Show banner designed by Andrew Kern

The second annual Retro Toy Market was held on the lot in the hours prior to showtime, with roughly 20 different vendors selling vintage toys, video games, movies, crafts, and other things.  There were also tables set up under the screen for folks to get together and play card and board games.

The Big Kid Store had the biggest presence out of all of the vendors on site, and they also handed out game cards for a fun contest that everyone was invited to participate in.  Each of the weapons from Clue were hidden somewhere on the lot.  They were fastened to a large board that included an ink stamp.  If you found each of the clues and stamped your game card with the ink stamp attached to each of them, you could turn it in at The Big Kid Store's table for a raffle ticket to win one of three prize packages that were awarded prior to the start of the movie.
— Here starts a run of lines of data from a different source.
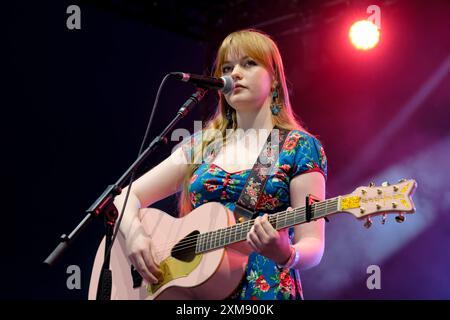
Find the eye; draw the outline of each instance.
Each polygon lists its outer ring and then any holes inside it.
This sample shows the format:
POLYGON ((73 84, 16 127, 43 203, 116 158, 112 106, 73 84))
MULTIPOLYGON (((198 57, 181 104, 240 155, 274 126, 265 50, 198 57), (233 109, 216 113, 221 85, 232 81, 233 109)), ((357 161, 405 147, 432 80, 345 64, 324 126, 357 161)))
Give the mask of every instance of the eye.
POLYGON ((244 67, 251 67, 258 65, 254 60, 248 59, 244 62, 244 67))
POLYGON ((231 67, 230 66, 223 66, 222 67, 222 73, 226 74, 226 73, 230 73, 231 72, 231 67))

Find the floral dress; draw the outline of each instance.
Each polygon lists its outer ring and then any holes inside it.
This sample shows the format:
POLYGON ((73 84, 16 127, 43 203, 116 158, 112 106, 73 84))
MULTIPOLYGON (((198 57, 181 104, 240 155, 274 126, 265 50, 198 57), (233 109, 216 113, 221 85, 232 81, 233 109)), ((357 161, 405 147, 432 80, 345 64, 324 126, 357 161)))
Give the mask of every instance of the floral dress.
MULTIPOLYGON (((197 143, 194 134, 191 144, 184 144, 188 159, 192 156, 190 146, 197 143)), ((206 202, 220 202, 234 210, 251 170, 227 172, 208 159, 199 164, 192 175, 189 187, 192 207, 206 202)), ((267 179, 257 212, 276 213, 290 206, 289 183, 297 175, 317 171, 327 175, 327 159, 324 149, 315 137, 299 130, 289 132, 278 160, 267 179)), ((294 229, 289 229, 293 241, 294 229)), ((301 255, 300 255, 301 259, 301 255)), ((247 269, 236 292, 230 297, 242 300, 296 300, 303 299, 298 271, 279 270, 268 258, 253 252, 247 269)))

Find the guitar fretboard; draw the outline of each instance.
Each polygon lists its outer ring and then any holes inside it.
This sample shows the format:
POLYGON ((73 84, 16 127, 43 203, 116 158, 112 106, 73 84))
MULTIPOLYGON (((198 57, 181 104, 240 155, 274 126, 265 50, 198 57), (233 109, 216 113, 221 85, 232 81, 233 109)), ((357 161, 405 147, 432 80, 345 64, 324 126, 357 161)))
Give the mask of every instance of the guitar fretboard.
MULTIPOLYGON (((311 220, 317 220, 337 213, 339 211, 339 200, 340 197, 336 197, 313 203, 311 206, 311 220)), ((276 230, 305 223, 307 222, 306 207, 269 215, 269 222, 276 230)), ((195 248, 196 253, 218 249, 245 240, 253 223, 254 220, 248 220, 230 227, 199 234, 195 248)))

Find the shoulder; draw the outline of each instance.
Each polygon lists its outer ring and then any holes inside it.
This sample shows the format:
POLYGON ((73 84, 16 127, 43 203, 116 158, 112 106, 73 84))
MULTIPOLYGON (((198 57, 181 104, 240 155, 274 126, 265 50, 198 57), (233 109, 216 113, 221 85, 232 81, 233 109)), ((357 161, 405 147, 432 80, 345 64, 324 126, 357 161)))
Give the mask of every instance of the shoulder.
POLYGON ((327 176, 327 157, 320 140, 314 135, 291 130, 281 150, 282 162, 292 166, 292 177, 310 171, 320 171, 327 176))
POLYGON ((299 148, 323 150, 320 140, 311 133, 299 129, 290 130, 286 136, 283 151, 290 151, 299 148))

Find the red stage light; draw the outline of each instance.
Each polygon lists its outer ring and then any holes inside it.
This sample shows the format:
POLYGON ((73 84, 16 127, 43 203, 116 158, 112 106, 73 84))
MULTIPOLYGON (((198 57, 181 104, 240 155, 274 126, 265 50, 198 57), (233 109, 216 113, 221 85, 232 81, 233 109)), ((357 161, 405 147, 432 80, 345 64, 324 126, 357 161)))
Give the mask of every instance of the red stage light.
POLYGON ((357 49, 369 50, 380 41, 380 31, 374 23, 368 20, 361 20, 351 26, 349 38, 357 49))

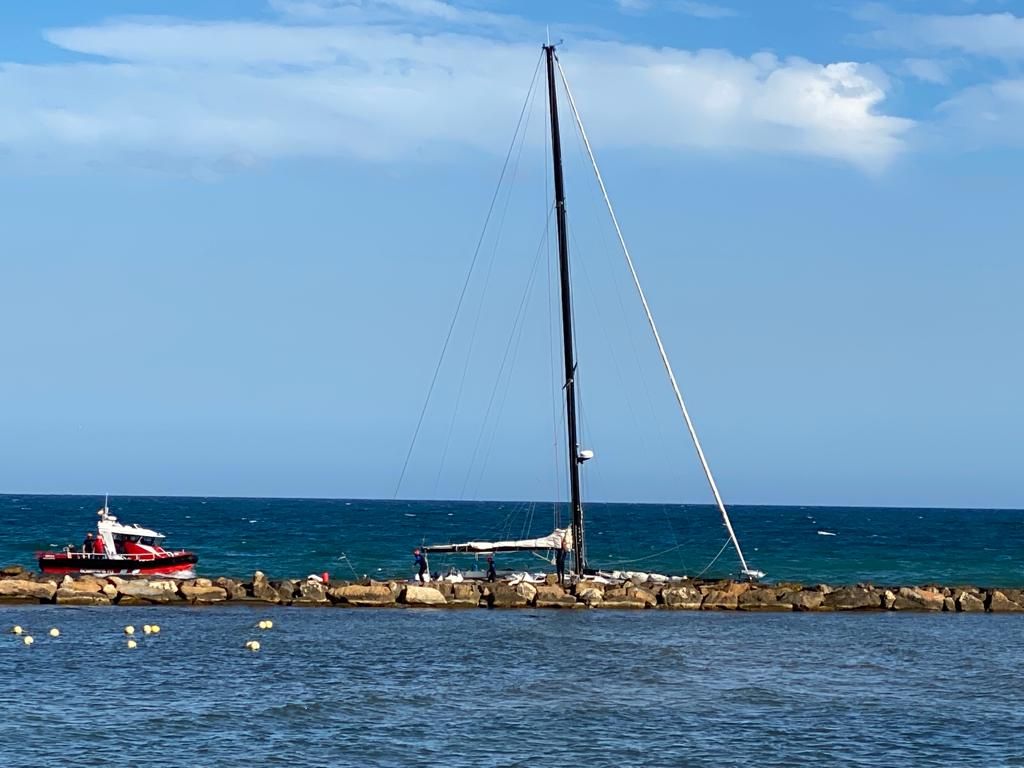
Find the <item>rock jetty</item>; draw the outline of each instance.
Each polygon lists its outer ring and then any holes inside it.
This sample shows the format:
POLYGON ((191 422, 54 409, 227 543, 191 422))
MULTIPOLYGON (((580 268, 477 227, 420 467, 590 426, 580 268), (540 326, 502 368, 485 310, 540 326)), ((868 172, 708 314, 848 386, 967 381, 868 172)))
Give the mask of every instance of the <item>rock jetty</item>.
POLYGON ((548 583, 250 580, 55 576, 20 566, 0 569, 0 604, 216 605, 223 603, 309 607, 594 608, 689 611, 946 611, 1024 612, 1024 590, 958 586, 832 587, 796 583, 682 579, 606 584, 584 580, 548 583))

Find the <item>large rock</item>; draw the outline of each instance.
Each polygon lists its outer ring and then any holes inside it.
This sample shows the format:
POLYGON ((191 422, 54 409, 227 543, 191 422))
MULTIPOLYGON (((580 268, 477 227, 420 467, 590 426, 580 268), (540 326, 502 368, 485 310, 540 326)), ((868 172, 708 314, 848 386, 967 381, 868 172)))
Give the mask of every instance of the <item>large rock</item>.
POLYGON ((516 584, 516 592, 526 598, 528 604, 533 603, 533 599, 537 597, 537 588, 528 581, 521 581, 516 584))
POLYGON ((739 595, 721 589, 708 590, 704 595, 704 602, 701 608, 705 611, 726 610, 734 611, 739 607, 739 595))
POLYGON ((110 605, 110 598, 102 592, 79 592, 75 589, 57 590, 58 605, 110 605))
POLYGON ((299 597, 292 605, 326 605, 329 602, 330 600, 327 599, 327 587, 324 586, 324 583, 314 579, 307 579, 299 584, 299 597))
POLYGON ((246 597, 245 585, 237 579, 221 576, 219 579, 214 579, 213 585, 223 589, 228 600, 244 600, 246 597))
POLYGON ((345 605, 394 605, 395 593, 386 584, 347 584, 328 590, 332 600, 345 605))
POLYGON ((895 593, 885 590, 883 606, 893 611, 941 611, 945 596, 936 589, 900 587, 895 593))
POLYGON ((407 584, 398 599, 406 605, 418 606, 446 605, 448 602, 433 587, 418 587, 415 584, 407 584))
POLYGON ((587 606, 594 606, 604 600, 604 584, 596 581, 581 581, 576 584, 576 599, 587 606))
MULTIPOLYGON (((530 599, 526 597, 529 594, 529 590, 520 590, 519 587, 522 584, 516 586, 510 586, 508 584, 490 584, 487 587, 487 604, 492 608, 525 608, 530 604, 530 599)), ((533 589, 533 595, 537 594, 537 589, 532 584, 527 585, 533 589)))
POLYGON ((576 598, 567 595, 561 587, 546 585, 537 587, 534 605, 538 608, 574 608, 576 607, 576 598))
MULTIPOLYGON (((176 603, 181 600, 177 583, 166 579, 152 581, 118 579, 115 586, 121 597, 134 597, 149 603, 176 603)), ((123 601, 119 600, 118 602, 122 603, 123 601)))
POLYGON ((792 611, 793 604, 779 600, 779 592, 767 587, 748 589, 739 596, 736 607, 741 611, 792 611))
POLYGON ((658 596, 655 595, 648 589, 643 587, 632 587, 627 590, 629 597, 633 600, 639 600, 644 604, 644 608, 657 608, 658 607, 658 596))
MULTIPOLYGON (((1024 605, 1014 600, 1017 598, 1020 600, 1019 590, 1010 589, 993 589, 992 596, 989 598, 988 609, 992 613, 1016 613, 1017 611, 1024 611, 1024 605)), ((1024 602, 1024 601, 1022 601, 1024 602)))
POLYGON ((199 581, 196 579, 194 584, 185 582, 181 585, 181 594, 186 600, 193 603, 222 603, 228 599, 227 590, 223 587, 215 587, 208 580, 205 585, 198 583, 199 581))
POLYGON ((605 590, 604 597, 592 604, 593 608, 611 608, 619 610, 643 610, 647 603, 637 597, 631 590, 605 590))
POLYGON ((4 602, 52 600, 56 592, 57 585, 49 581, 0 579, 0 601, 4 602))
POLYGON ((794 611, 816 611, 825 602, 825 593, 818 589, 786 590, 779 595, 779 602, 788 603, 794 611))
POLYGON ((841 587, 825 595, 822 608, 832 611, 866 611, 882 607, 882 596, 867 587, 841 587))
POLYGON ((453 584, 448 604, 460 608, 476 608, 480 605, 480 589, 476 584, 453 584))
POLYGON ((5 565, 0 568, 0 579, 24 579, 29 575, 20 565, 5 565))
POLYGON ((270 583, 263 571, 256 571, 252 575, 252 596, 265 603, 281 602, 281 595, 277 588, 270 583))
POLYGON ((955 598, 956 609, 965 613, 981 613, 985 610, 985 594, 976 590, 960 590, 955 598))
POLYGON ((102 592, 103 588, 108 584, 109 582, 106 579, 97 579, 94 576, 72 577, 68 575, 60 582, 60 588, 73 592, 98 593, 102 592))
POLYGON ((274 583, 277 588, 277 599, 281 603, 290 603, 292 598, 295 597, 296 587, 298 583, 291 579, 284 579, 274 583))
POLYGON ((661 601, 666 608, 695 611, 704 602, 704 593, 688 585, 668 587, 662 590, 661 601))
I found a few things for my NES collection, including loose cartridges for Road Runner and Gauntlet, the latter of which included its instruction book, a copy of Cybernoid complete in box, and a Nintendo Power player's guide called Top Secret Passwords.  I had Road Runner and the player's guide when I was a kid, and I remember renting Gauntlet back in the day.  I hadn't played or even heard of Cybernoid before, but it looks like a fun shmup and it was less expensive than any in-box NES game that I had come across in a very long time, so I couldn't pass it by.
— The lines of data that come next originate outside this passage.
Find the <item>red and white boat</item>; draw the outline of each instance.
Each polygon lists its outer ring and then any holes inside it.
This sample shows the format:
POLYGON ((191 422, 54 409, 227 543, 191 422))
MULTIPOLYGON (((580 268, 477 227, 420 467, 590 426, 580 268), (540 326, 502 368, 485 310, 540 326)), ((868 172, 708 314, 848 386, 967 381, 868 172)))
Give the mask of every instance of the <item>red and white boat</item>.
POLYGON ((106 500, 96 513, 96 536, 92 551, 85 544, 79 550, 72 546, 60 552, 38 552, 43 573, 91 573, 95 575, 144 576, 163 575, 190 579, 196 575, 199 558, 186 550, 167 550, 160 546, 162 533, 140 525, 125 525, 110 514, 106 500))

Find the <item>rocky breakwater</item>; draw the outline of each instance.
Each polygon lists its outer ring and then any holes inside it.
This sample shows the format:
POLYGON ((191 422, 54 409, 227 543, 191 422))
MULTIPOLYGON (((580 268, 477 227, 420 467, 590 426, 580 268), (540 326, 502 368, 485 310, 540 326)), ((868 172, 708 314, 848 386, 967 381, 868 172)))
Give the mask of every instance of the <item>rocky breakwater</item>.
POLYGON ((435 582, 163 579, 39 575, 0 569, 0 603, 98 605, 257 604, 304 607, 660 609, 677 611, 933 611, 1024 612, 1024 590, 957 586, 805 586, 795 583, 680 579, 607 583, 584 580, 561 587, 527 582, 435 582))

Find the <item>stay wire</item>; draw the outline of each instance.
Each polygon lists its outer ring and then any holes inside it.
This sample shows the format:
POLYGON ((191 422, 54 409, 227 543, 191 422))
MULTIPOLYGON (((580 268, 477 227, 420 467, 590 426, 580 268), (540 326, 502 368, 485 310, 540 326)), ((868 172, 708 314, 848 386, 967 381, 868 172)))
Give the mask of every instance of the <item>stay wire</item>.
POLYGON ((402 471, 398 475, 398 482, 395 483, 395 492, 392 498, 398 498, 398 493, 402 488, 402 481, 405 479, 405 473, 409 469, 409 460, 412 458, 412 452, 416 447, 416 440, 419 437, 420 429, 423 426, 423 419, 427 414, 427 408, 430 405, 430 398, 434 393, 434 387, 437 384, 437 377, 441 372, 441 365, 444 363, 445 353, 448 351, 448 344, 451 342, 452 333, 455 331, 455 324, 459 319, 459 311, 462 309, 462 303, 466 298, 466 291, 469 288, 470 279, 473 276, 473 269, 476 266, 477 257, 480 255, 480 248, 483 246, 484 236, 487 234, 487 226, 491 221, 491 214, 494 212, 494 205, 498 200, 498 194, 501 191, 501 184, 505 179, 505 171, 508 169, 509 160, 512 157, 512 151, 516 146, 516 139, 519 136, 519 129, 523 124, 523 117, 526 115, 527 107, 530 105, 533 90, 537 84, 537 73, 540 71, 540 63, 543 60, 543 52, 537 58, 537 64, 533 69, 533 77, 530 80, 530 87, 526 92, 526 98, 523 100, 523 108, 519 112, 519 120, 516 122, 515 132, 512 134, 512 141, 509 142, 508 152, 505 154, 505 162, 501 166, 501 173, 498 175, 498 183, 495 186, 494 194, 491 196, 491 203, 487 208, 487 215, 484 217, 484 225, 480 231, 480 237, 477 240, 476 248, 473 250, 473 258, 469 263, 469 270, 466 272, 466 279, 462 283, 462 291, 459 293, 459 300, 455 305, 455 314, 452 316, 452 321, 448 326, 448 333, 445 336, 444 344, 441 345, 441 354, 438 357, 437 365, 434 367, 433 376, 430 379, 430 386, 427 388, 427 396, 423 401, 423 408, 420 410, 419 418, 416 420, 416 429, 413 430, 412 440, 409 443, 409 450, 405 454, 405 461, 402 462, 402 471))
The last thing I found was this incredible Electronic Full-Color TV Scoreboard (model 60-3057).  It's a four player Pong clone that was sold by Radio Shack in the late 70's and early 80's.  It hooks up to CRT televisions and runs on six C-batteries.  It can play tennis, hockey, squash, and it has a ridiculously large plastic gun for skeet shooting and target practice.  All of these games are extremely basic (essentially just bars and squares on a screen), but they're a lot of fun to play.  The unit and all of its accessories are in pristine condition, and the man who sold it to me was only asking ten bucks.  This is going to have a good home in my game room!
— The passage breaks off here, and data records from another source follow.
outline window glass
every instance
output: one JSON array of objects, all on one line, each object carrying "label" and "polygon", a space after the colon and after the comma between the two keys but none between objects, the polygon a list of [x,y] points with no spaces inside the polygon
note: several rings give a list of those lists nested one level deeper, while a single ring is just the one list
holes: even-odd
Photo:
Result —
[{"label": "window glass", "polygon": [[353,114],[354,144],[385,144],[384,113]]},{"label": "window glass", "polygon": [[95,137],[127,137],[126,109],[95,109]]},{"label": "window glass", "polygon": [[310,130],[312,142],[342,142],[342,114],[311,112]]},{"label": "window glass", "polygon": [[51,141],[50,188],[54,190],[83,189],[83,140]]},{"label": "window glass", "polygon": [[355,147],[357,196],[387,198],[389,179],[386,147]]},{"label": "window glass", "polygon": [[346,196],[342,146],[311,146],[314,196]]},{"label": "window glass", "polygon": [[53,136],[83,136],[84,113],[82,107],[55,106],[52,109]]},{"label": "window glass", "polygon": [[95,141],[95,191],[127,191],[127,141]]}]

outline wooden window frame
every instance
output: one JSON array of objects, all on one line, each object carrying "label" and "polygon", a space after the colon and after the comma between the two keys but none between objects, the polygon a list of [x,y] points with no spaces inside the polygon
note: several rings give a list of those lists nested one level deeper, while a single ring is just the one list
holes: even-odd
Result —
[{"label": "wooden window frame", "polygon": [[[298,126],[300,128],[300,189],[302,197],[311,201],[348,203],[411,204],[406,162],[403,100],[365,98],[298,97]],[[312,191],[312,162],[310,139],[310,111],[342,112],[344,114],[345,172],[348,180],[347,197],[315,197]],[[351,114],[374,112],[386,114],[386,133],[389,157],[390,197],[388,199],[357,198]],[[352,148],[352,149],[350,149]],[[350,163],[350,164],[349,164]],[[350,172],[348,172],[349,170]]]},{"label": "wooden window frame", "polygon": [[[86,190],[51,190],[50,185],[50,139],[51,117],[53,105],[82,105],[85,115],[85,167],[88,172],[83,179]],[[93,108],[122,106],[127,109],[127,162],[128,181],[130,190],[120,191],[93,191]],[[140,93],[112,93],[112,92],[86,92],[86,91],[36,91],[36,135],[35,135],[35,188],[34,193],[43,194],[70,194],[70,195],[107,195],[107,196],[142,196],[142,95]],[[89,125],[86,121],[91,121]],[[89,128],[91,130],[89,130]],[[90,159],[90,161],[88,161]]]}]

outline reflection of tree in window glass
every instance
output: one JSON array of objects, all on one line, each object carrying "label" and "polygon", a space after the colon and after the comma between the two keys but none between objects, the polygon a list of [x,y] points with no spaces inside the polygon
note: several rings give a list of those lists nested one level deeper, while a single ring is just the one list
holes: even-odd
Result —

Clue hit the screen after sundown.  I saw this for the first time when I was a teenager and haven't watched it too many times in the years that followed, so I had forgotten how hysterically funny it is.  It's a fast-paced comedy that's dripping with puns, sarcasm, and dark humor that I don't think I fully appreciated until Sunday night on the lot.

The thing that most people remember about this film today is its multiple endings.  Theaters who screened the film during its initial run in December 1985 were sent a 35mm print that featured one of three different endings that were filmed.  The side effect of this is the fact that you discussed the movie with a friend who saw it at a different theater, there's a good chance that you both would have watched different endings and thought that the other person was crazy when they told you that they remembered it ending differently than you did.  We were all pretty curious to learn which of the endings we were going to see at the Mahoning, but it turned out to be a print that included all three endings.  This is how the film was released on home video, with the first ending taking place, then a title card that read "here's how it could have happened" before the second ending, followed by another title card that read "but here's what really happened" before the final ending.

If you haven't watched Clue before, I cannot recommend it strongly enough.  You can stream it for free on Pluto TV, and if you find yourself laughing your ass off from start to finish, you are my kind of people!